Through the simple magic of the random walk procedure,
> we are able to do *indirectly* something we could not necessarily do directly: We can generate random samples from the target distribution. Moreover, we can generate those random samples from the target distribution even when the target distribution is not normalized.
>
> This technique is profoundly useful when the target distribution $P(\theta)$ is a posterior proportional to $p(D | \theta) p(\theta)$. Merely by evaluating $p(D | \theta) p(\theta)$, without normalizing it by $p(D)$, we can generate random representative values from the posterior distribution. This result is wonderful because the method obviates direct computation of the evidence $p(D)$, which, as you'll recall, is one of the most difficult aspects of Bayesian inference. By using MCMC techniques, we can do Bayesian inference in rich and complex models.
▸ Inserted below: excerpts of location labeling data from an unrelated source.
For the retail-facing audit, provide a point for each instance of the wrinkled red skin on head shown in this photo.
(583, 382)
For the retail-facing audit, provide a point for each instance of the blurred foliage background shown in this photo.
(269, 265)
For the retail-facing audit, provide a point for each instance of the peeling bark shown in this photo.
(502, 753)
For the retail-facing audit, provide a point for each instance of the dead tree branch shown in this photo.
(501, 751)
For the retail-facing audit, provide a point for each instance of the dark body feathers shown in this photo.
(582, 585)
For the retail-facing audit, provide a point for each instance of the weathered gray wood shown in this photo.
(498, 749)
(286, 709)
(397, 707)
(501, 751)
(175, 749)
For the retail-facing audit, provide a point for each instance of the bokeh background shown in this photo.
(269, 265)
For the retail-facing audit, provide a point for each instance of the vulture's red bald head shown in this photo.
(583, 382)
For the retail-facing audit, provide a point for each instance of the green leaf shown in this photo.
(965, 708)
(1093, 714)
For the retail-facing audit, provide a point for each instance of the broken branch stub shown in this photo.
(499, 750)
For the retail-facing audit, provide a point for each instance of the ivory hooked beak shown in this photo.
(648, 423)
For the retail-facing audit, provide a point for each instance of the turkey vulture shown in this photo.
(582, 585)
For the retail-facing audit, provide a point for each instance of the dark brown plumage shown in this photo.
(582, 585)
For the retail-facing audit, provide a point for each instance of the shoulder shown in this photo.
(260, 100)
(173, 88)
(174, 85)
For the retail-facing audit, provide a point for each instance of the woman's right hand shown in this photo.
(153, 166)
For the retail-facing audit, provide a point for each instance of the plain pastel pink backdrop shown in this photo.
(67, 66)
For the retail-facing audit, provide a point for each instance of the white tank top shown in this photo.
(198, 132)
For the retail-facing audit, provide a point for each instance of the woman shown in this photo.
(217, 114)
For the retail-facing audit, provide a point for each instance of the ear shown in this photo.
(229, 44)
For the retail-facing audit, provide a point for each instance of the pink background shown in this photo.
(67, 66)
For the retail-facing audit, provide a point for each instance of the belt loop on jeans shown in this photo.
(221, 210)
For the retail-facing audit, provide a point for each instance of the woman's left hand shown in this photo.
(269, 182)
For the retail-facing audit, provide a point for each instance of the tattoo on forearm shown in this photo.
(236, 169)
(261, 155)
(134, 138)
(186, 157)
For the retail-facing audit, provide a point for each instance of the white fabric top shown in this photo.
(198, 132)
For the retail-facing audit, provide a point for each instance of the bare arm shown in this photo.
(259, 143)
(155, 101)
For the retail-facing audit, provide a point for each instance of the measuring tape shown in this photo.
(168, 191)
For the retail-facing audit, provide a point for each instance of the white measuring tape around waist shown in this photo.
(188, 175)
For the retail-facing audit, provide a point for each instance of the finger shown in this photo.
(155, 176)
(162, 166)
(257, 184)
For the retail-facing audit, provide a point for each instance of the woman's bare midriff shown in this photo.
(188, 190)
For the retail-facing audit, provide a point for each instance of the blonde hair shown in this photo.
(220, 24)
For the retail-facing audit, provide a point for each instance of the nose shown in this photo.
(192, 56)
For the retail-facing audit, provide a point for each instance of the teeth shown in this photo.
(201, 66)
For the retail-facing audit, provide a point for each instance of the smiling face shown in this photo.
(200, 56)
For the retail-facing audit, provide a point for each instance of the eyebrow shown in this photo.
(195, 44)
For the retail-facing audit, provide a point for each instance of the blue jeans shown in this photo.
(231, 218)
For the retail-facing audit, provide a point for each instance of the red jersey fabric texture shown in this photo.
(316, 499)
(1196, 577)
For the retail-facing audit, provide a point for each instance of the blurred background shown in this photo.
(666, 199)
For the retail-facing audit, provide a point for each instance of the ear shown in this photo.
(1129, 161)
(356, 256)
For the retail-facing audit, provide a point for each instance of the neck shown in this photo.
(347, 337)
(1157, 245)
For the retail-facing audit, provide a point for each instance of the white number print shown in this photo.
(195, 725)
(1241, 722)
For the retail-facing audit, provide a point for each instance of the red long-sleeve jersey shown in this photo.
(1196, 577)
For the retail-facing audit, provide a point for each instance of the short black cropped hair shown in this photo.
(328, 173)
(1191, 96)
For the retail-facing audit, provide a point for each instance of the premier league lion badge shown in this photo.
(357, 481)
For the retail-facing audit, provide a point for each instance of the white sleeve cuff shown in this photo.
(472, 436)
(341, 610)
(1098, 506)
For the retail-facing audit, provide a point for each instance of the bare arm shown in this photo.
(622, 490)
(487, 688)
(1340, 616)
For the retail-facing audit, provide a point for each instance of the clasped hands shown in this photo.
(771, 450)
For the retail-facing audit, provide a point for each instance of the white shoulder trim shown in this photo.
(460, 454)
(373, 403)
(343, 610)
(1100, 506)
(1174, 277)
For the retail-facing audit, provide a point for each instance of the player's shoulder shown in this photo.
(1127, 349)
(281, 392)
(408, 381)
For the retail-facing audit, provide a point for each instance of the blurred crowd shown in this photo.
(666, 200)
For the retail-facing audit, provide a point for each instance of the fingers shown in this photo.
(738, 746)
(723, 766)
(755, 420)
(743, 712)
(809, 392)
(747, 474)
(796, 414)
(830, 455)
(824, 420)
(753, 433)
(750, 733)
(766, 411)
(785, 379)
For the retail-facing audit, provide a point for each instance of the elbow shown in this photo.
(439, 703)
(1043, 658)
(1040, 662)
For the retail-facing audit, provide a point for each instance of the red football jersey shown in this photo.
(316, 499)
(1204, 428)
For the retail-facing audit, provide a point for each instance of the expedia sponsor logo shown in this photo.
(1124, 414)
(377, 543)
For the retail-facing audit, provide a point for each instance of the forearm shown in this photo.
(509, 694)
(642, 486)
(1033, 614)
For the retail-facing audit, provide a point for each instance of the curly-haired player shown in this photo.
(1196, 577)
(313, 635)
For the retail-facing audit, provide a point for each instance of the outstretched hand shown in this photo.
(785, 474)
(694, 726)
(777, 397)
It has only been with the development of MCMC algorithms and software that Bayesian inference is applicable to complex data analysis, and it has only been with the production of fast and cheap computer hardware that Bayesian inference is accessible to a wide audience. (p. 152, *emphasis* in the original)
## The Metropolis algorithm more generally
"The procedure described in the previous section was just a special case of a more general procedure known as the Metropolis algorithm, named after the first author of a famous article [@metropolisEquationStateCalculations1953]" (p. 156).
Here's how to generate a proposed jump from a zero-mean normal distribution with a standard deviation of 0.2.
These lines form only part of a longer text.